Laurent Naouri is a supremely intelligent Golaud, slow to jealousy and anger, but terrifying when the dam finally bursts. By contrast, in the final act he’s the image of a spiritually lost soul and his choked cries of ‘Mélisande!’ are truly heart-rending. Alain Vernhes’s Arkel has that ‘goodness’ in his tone that the composer wanted, though his pitching, hitherto perfect, wanders somewhat in Act 5.
DVD Recommendation
Neill Archer (bar) Pelléas Alison Hagley (sop) Mélisande Donald Maxwell (bar) Golaud Kenneth Cox (bass) Arkel Penelope Walker (contr) Geneviève Samuel Burkey (treb) Yniold Peter Massocchi (bar) A Doctor, A Shepherd Welsh National Opera Chorus and Orchestra / Pierre Boulez
Stage and Video director Peter Stein
DG 073 030-9GH2 (158‘ · NTSC · 4:3 · PCM stereo, 5.1 & DTS 5.1 · 0 · N/s) Recorded live 1992 Buy from Amazon
This is, in every respect, a model of what a DVD ought to be, a perfect realisation in picture and sound of Debussy’s sole and inspired opera. Peter Stein staged the work for Welsh National Opera in 1992 and won universal praise, as did Pierre Boulez for his conducting.
Within austere, wholly appropriate sets, beautifully lit by Jean Kalman, Stein catches the very essence of this singular and elusive piece. Each of the 15 scenes is given its own distinctive décor in which the action is played out on several levels – high for the tower scenes, low for the eerie, subterranean grottoes, for instance. A masterstroke is the subtle evolution from one scene to another in view of the audience, offering a visual counterpoint to the interludes.
Stein sees that Debussy’s instructions are scrupulously observed. In fact, as a whole, this is an object-lesson in modern staging. Stein and his collaborators reflect the ebb and flow of crude realism and fragile dream-life that permeate the score, which Boulez has identified as lying at its heart. Director and conductor worked closely with each other over a six-week rehearsal period, something unlikely to occur today, so Boulez’s interpretation is in complete accord with the staging, his musical direction at once direct and luminous, timbres finely balanced one with the other.
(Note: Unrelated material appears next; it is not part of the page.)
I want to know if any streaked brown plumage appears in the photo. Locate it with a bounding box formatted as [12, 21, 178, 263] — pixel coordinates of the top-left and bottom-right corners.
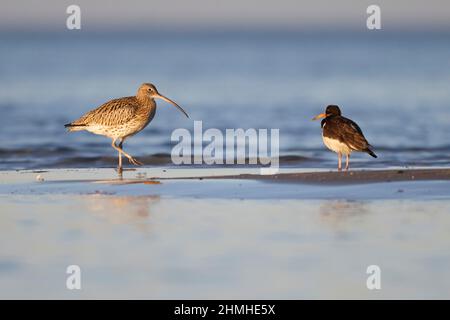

The cast also benefited from the long gestation. Alison Hagley catches ideally the paradox that is Mélisande, candour married to duplicity, and sings the enigmatic character with an acute ear for French syllables. Neill Archer, though not quite as responsive to the French language, is a poetic, youthfully ardent Pelléas. Donald Maxwell’s Golaud rightly stands at the centre of the production, conveying guilt, jealousy and self-torment in tellingly intense tones. Kenneth Cox is a grave, world-weary Arkel, Penelope Walker a properly dignified, compassionate Geneviève. The treble singing Yniold is remarkably assured. This is a riveting experience.